Combat Surgeon Describes Martin Richard’s Painful Last Moments at Tsarnaev Trial

The prosecution's final witnesses built toward a central theme: pain.
martin richard

Photo via Lucia Brawley/Facebook

In a trial where pain is frequently the topic of testimony, in all its manifestations—amputations, flesh wounds, post-traumatic stress, death—it seemed superfluous to call upon a witness for a textbook definition of pain.

Dr. David King, a trauma and acute care surgeon from Mass General, took the stand to do just Thursday as the prosecution wrapped up its case against convicted Boston Marathon bomber Dzhokhar Tsarnaev in the sentencing phase of his trial. A 14-year combat surgeon in the U.S. Army, King has treated more than 1,000 cases of injuries caused by improvised explosive devices, or IEDs. In the afternoon of the marathon bombing, King treated three.

“I knew without anyone having to tell me exactly what the wounding mechanism was,” King said. “As I looked across the injured patients, in just a few moments, the patterns of injuries was fairly predictable and stereotypical of injuries caused by explosive devices.” These were the sort of injuries King saw in Iraq and Afghanistan, during Operations Iraqi Freedom and Enduring Freedom.

Prior to morning recess, King’s testimony was professorial, describing in intricate detail the two types of pain—somatic and visceral—and the mechanics of blood loss, without referencing any one victim in particular. “For any patient with this characteristic type of injury, the dominant preventable cause of death is exsanguination,” or bleeding out, King said. “Losing all your blood volume and then stopping the blood loss itself is its own set of physiological insult. Your body is not meant to do that.”

However, when court reconvened, the prosecution shifted focus to eight-year-old Martin Richard of Dorchester, one of the three victims killed in the blasts on Boylston Street. Using the information King revealed earlier in his testimony, prosecutors were able to paint Richard’s finish line death not as a swift, instantaneous one, but rather, a slow, excruciating bleed-out.

“…Based on the anatomic injuries, I can say with an extraordinarily high degree of medical certainty, he did not die instantaneously,” King said. “Martin died from blood loss, yes, and rapid blood loss, yes, but that’s not instantaneous.” King noted that twisting, stretching, and distension of the internal organs—not necessarily lacerations—cause visceral pain, precisely the kind Richard experienced.

“The intestines were pulled and twisted and created stretch, and with any degree of certainty, caused visceral-type pain,” King said.

Michelle Gamble, field photographer for the Boston branch of the FBI, was tasked with photographing Boylston Street on the day of the bombing. At the request of prosecutors, Gamble reconstructed the tree grate in front of Forum restaurant upon which Tsarnaev placed his bomb. Using photographs and Photoshop, she produced an exact-scale reproduction of the grate, printed on Tyvek, a heavy-duty synthetic material. Gamble placed the mat in front of the jury and, despite objections from Tsarnaev’s defense team, stood where the bomb was placed, then where Richard stood—just three and a half feet apart.

In order to spot and track Richard in Forum’s security camera footage, his family provided Gamble with several photos, presented to the jury: Richard wearing a party hat, Richard wearing a Red Sox uniform, Richard running with a Boston Athletic Association bib pinned to his chest.

Survivor Steve Woolfenden, a soft-spoken cancer research biologist, was the prosecution’s final witness. He and his son Leo, then three, attended the marathon to cheer on his wife Leo’s mother, Amber. Woolfenden heard the first blast and turned around to flee. But before he could spin around the stroller carrying Leo, the second bomb detonated.

“I just remember the sensation of intense heat, pressure. It felt like every single part of my body was punched as hard as humanly possible,” Woolfenden said. He looked down and saw his tibia protruding from his boot, and something else, about 10 centimeters long, that looked like Scotch tape covered in blood. It was Woolfenden’s Achilles tendon.
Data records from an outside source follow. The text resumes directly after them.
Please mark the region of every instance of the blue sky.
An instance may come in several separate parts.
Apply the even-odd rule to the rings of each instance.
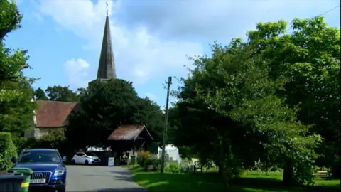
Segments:
[[[209,43],[244,38],[258,22],[310,18],[340,5],[338,0],[17,0],[22,28],[6,43],[28,50],[33,69],[25,73],[41,78],[35,88],[76,89],[95,79],[106,1],[117,77],[162,107],[162,84],[168,76],[187,74],[186,55],[209,55]],[[337,8],[324,16],[340,28],[340,15]]]

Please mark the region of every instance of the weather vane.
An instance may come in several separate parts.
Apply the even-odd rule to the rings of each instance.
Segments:
[[[107,16],[108,16],[108,2],[105,3],[107,4]]]

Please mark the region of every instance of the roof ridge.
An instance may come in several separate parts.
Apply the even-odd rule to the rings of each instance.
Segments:
[[[64,101],[51,101],[51,100],[36,100],[36,102],[64,102],[64,103],[79,103],[78,102],[64,102]]]

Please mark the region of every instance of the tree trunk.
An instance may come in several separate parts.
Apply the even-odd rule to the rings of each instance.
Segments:
[[[337,178],[341,178],[341,170],[340,170],[340,165],[336,165],[332,167],[332,177]]]
[[[223,169],[222,169],[221,167],[220,167],[219,170],[222,170]],[[222,176],[224,178],[224,185],[225,186],[225,188],[227,189],[229,189],[231,188],[231,179],[229,178],[229,176],[226,174],[225,172],[224,171],[224,170],[222,170]]]
[[[284,166],[284,171],[283,173],[283,184],[285,186],[291,186],[293,183],[293,170],[291,166],[291,162],[288,161],[287,164]]]

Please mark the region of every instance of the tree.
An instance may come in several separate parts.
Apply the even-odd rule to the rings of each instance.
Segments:
[[[34,99],[36,100],[48,100],[45,92],[40,88],[38,88],[34,91]]]
[[[212,58],[194,59],[176,93],[181,127],[175,144],[192,147],[202,162],[214,160],[227,187],[259,158],[295,167],[290,181],[309,184],[320,137],[305,137],[309,127],[276,95],[286,80],[270,78],[269,63],[256,50],[234,39],[226,47],[214,44]]]
[[[45,92],[48,99],[51,101],[78,102],[80,100],[77,92],[69,89],[69,87],[48,86]]]
[[[12,50],[5,47],[5,37],[11,31],[21,27],[22,16],[13,1],[0,0],[0,85],[7,81],[33,82],[36,79],[28,78],[22,73],[29,68],[26,63],[28,58],[26,50]],[[0,90],[0,102],[7,102],[21,97],[18,90]]]
[[[107,146],[107,137],[119,124],[144,123],[158,137],[163,114],[157,105],[138,97],[132,83],[120,79],[94,82],[80,96],[82,110],[73,112],[67,127],[75,148]]]
[[[36,79],[22,72],[30,68],[27,51],[4,44],[6,36],[21,27],[21,15],[13,1],[0,0],[0,132],[10,132],[15,139],[33,124],[36,106],[31,84]]]
[[[263,53],[272,79],[288,80],[278,95],[291,107],[298,105],[298,119],[323,138],[318,165],[334,166],[340,150],[340,29],[320,16],[294,19],[291,34],[286,26],[283,21],[259,23],[248,43]]]

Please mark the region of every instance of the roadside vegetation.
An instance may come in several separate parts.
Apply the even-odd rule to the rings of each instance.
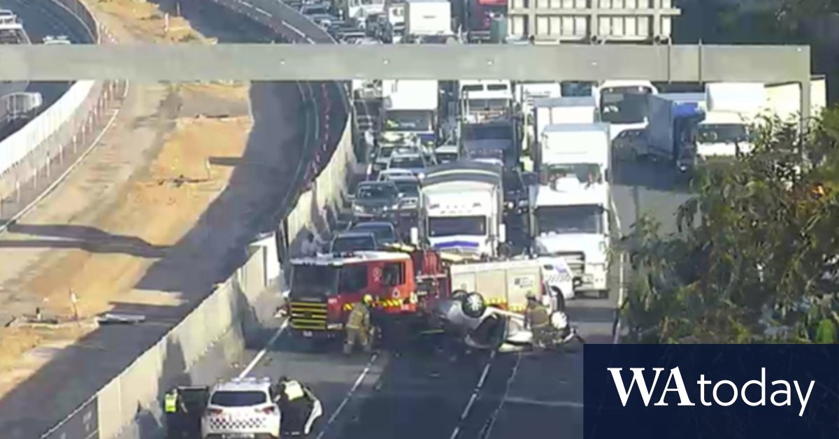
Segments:
[[[643,217],[627,342],[834,342],[839,324],[839,109],[765,118],[752,154],[709,167],[659,233]]]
On the ground outside Forum, Woolfenden said he felt a presence on his arm. It was Richard, held by his mother, Denise.

“I saw Martin’s face, and I could see a boy that looked like he was fatally injured. I saw his hair had been singed. I saw that his eyes were rolled back into his head and that his mouth was agape,” Woolfenden said. “I could see the top part of his torso. I saw an immense amount of blood. I was really, really terrified.”

He placed his hand on Denise’s back to comfort her as she knelt over her son’s body. She asked if he was all right, and he said he was fine. Of course, he wasn’t—Woolfenden’s leg was later amputated, and he suffered burns across his body, including his neck and scrotum. Denise returned her attention to Martin.

“Martin, please,” Denise pleaded, over and over. Forum’s video showed Martin’s arms raise up and flop back down. Woolfenden didn’t hear a response.